For Motte and his team at Viseo, it means that their business is probably changing speed in terms of responsiveness in sales.
“That means that we have to adapt also the type of delivery teams that we put together, because they have smaller squads compared to what we used to have,” he said.
Over the past five years, Motte has seen several businesses begin “ambitious” technology programs that didn’t produce the benefits once promised or blew their budget.
"There's a lack of confidence around complex projects because the technology is much more complex today than what it used to be. There's a lot more components, like cyber security and big data,” he said.
What he is seeing now is projects being divided into several stages, rather than one big project.
“It doesn't mean they don't spend more or that they spend less time, but it means the size of project is smaller,” he said.
“We pause after the first phase properly, we evaluate, which I think is not a bad approach, not great for professional services, but a good approach when it comes to an outcome.”
The AI of it all
For Viseo, AI, at the moment, is only one percent of their revenue globally in commercial service, but Motte noted that it “probably takes 90 percent of the airtime”.
"It’s quite a paradox, at the moment, in terms of where we are and what we've seen,” he said.

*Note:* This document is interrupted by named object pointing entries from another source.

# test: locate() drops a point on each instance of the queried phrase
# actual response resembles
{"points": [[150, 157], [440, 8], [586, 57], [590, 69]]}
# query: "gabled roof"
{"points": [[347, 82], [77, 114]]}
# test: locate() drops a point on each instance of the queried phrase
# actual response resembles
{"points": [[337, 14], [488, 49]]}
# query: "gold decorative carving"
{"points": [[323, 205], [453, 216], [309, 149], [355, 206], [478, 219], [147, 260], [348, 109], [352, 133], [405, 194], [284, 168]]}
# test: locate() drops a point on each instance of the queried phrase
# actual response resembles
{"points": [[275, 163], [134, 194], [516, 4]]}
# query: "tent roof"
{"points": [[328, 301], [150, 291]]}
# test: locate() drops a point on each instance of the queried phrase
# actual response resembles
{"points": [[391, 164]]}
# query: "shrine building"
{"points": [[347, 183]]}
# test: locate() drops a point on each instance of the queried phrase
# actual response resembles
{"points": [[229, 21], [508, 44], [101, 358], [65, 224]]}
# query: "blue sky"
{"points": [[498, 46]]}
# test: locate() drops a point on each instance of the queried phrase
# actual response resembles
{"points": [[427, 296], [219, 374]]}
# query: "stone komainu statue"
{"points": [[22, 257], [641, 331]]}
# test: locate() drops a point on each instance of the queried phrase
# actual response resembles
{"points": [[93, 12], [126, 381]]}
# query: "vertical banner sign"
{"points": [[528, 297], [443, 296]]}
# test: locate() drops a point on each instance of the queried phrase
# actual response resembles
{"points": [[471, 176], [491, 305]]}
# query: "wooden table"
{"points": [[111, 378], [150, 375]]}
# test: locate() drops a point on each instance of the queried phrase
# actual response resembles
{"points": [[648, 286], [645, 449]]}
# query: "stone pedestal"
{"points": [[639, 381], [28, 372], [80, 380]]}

“If we look at our customer base, which is roughly 3000 customers globally. We only have a small percentage of customers who have done other POCs or move those POCs into production.”
Motte explained that Viseo is working out what the barrier to entry is when it comes to green lighting AI projects.
"The difficult conversation is going from the idea to the doing seems to be extremely difficult for CIOs, CTOs and even CEOs,” he said.
The trend Motte is seeing is data and ERP projects being far more important for their customers.
“I still feel like the reality of the market is very much back to the basic things that we've been talking about for the past 15 years, plus a little bit of hype around AI and not much true delivery and benefits [of AI].”
Viseo and CRN Australia conducted this interview at Agentforce World Tour Sydney 2026.